Some people don’t like your idea, others don’t think you’ll succeed, and still more dish out advice you didn’t ask for. Congratulations, you’ve met the haters.
Why Haters Hate
Haters are the people you wish you’d never talked to, the ones who make you feel inadequate. They criticize your dreams and ideas. They erode your confidence. Instead of encouragement, they’re dishing out despair. Whatever your dream is, they’re trying to convince you it’s really bad.
What’s their deal anyway?
Maybe they don’t like your dream because it’s not what they want.
They could be jealous because they have the same dream, but you’re going to accomplish it and they aren’t.
It might not have anything to do with you; haters can be straight-up pessimists.
Haters might want to put you down so that they feel better about themselves. Pointing out your flaws might make them feel smarter than you.
Sometimes they like to argue for the sake of arguing. No matter what you say to each other, you can’t agree.
What You Can Do About It
No matter what their reason, haters want to discourage you and make you rethink your dream. If you’re determined to accomplish it, you need to rise above their comments.
• Agree. It’s tough to hold back, but defending yourself can fuel hate. If you’re dealing with someone who argues for the sake or arguing, the best thing to do is stop disagreeing. Thank the hater for his or her advice. Tell the hater that he or she is completely correct. When there’s nothing else to say, simply leave.
• Don’t take it personally. When the cutting words stay with you, remember that even Mother Teresa had haters.
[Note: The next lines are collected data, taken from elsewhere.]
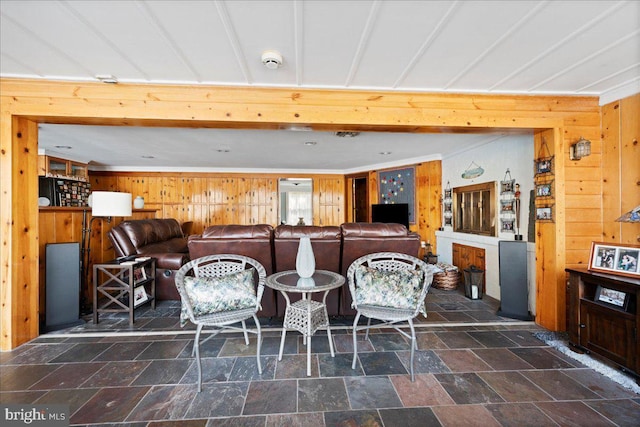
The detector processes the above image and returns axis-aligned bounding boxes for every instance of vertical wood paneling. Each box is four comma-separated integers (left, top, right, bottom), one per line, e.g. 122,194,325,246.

619,95,640,245
4,117,40,348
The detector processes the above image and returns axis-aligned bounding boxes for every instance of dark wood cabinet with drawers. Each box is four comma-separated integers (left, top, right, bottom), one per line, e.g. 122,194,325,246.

566,267,639,381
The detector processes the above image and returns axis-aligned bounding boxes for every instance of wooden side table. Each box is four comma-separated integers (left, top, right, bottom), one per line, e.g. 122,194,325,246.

93,257,156,325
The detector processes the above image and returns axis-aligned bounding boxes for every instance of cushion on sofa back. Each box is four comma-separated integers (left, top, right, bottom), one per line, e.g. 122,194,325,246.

273,225,341,272
188,224,274,274
341,222,412,238
200,224,273,239
273,224,342,317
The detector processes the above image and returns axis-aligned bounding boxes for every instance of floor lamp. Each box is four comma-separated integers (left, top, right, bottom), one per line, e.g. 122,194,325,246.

81,191,132,312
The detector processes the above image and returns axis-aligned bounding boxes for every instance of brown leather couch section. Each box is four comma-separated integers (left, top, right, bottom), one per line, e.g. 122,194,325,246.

339,222,421,315
273,225,342,317
187,224,277,317
108,219,189,300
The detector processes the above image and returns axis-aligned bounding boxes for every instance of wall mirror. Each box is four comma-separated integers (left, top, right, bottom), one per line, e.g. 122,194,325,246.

278,178,312,225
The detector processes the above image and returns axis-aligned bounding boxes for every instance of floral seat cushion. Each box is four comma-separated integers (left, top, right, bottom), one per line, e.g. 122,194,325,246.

180,268,257,326
354,265,426,314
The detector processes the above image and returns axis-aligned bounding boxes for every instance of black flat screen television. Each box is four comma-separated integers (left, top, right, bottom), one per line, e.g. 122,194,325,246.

371,203,410,229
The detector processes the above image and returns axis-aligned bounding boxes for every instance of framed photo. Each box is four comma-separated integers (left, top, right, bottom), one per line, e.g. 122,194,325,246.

500,179,515,194
595,286,630,311
501,218,515,232
444,188,452,199
500,199,515,212
535,156,554,176
535,181,553,198
133,267,147,284
133,285,149,307
444,201,453,213
589,242,640,278
536,205,554,222
444,216,452,227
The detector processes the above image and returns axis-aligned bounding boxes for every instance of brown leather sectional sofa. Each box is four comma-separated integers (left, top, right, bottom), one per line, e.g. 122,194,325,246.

108,220,420,317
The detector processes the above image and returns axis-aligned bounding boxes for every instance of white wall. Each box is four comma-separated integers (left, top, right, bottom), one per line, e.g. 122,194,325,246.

436,134,536,314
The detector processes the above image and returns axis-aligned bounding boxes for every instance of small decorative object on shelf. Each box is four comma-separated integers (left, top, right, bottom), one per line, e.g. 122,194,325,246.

296,236,315,278
133,196,145,209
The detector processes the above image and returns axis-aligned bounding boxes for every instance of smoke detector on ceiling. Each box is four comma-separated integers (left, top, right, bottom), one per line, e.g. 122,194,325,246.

261,50,283,69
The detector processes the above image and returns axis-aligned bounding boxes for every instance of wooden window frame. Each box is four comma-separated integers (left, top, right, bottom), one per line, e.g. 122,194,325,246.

453,182,497,236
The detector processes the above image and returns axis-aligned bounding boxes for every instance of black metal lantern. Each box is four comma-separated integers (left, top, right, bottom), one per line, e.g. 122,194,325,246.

463,265,484,300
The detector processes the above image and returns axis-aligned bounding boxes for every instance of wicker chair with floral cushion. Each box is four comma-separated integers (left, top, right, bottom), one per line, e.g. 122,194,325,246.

347,252,435,381
175,254,266,392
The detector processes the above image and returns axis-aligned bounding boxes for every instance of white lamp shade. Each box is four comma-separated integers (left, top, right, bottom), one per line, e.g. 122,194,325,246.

91,191,132,217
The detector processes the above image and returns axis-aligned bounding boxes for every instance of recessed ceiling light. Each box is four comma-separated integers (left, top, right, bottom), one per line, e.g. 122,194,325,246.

No matter how good something is, how much it will benefit the world there will always be someone who doesn’t want it to happen. Hearing critical comments shouldn’t be the end your world.
• Forget the battle and win the war. Haters get to you by asking questions to expose weaknesses in your dream. They have a question for every answer you provide. You do not need to answer every question asked of you. Tell them “good question,” and leave it at that. The only person you need to answer to is yourself.
• Take evasive action. If you know who the haters are, avoid them altogether. This might not always be possible, but if you know that Joe hasn’t said a nice word since you’ve met him, keep your plans to yourself around him. You’re not obligated to share every important thing in your life with everyone.
• Fire up your determination. If you’re like me, then hearing you can’t do something makes you really want to do it. Harness that energy, and use it to strengthen your resolve. Let haters fuel your energy with their negative remarks. Now your dream has another purpose: proving that you can do it.
• Remember who you’re talking to. When someone who isn’t an expert offers advice, it just isn’t valuable. Put things into perspective, and brush off the words of an uninformed hater. Only you know how determined you are, how much you know about what you’re doing, and the intensity of your passion. If people aren’t qualified to give advice, dismiss their comments.
Go Forth and Dream On
Once you let your dream out in public it gathers support but it also becomes vulnerable to attack. It’s eligible for evaluation against everyone’s idea of what a dream is, could be, and should be. Not everyone is going to support you and your dream, but that shouldn’t stop you from accomplishing it.
Deal with the haters: ignore them, avoid them, acknowledge them, or use them to strengthen your resolve. It’s up to you to keep haters from killing your dream.